Desconfiava que levava uma vida deprimente

Desconfiava que levava uma vida deprimente

A mulher sem defeitos era branda no tratar, serena, e como ele meticulosa e metódica. O apartamento impecável, cada coisa no seu devido lugar. E a rotina? A rotina era o ponto alto. Todo dia ela fazia tudo sempre igual. Mas faltava vida naquela rotina. E faltavam livros. Ele, que crescera numa casa onde a estante do pai acomodava lado a lado Machado de Assis, Guimarães Rosa, Gore Vidal e os poemas de Gabriela Mistral, Cecília Meirelles e tanta gente cheia de vida e histórias, sentia falta de boas companhias.

No apartamento não havia um livro sequer. Desperdício de dinheiro, acúmulo de poeira, um trabalho desnecessário na opinião dela que ele acatava resignado e mudo. Entre ambos, não havia rusgas, viviam placidamente numa tranquilidade de lagoa, mas sem verdades. Dizer o que pensavam um ao outro poderia colocar toda essa paz em risco.

Ele tentava desviar o pensamento do futuro deprimente que o aguardava, extensão do cotidiano presente, sem desejos, sem sentimentos, sem dores e sem alegria.

Concentrava-se na felicidade que era ter um casamento em que as finanças estavam em ordem, as viagens eram cuidadosamente planejadas, sem surpresas que comprometessem as finanças do casal, sem gastos excessivos e com pouco vinho. Essa era outra virtude da mulher, não bebia. Seus prazeres gastronômicos eram limitados a um hambúrguer com refrigerante diet.
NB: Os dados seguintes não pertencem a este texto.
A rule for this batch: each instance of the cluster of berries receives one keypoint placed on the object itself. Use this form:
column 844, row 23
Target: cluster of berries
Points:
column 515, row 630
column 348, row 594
Econômica, ela fazia o pé-de-meia para aposentadoria.

Essa vida era a recompensa por investir na segurança. Aprendera na faculdade de economia que a vida era um eterno trade-off, ou, como dizia a poeta, ou isto ou aquilo.

Não havia sonhos fora do trivial da mesquinha vida terrestre. Daí sua desconfiança de que levava uma vida deprimente. E como era sem sal aquela crepioca toda manhã de domingo.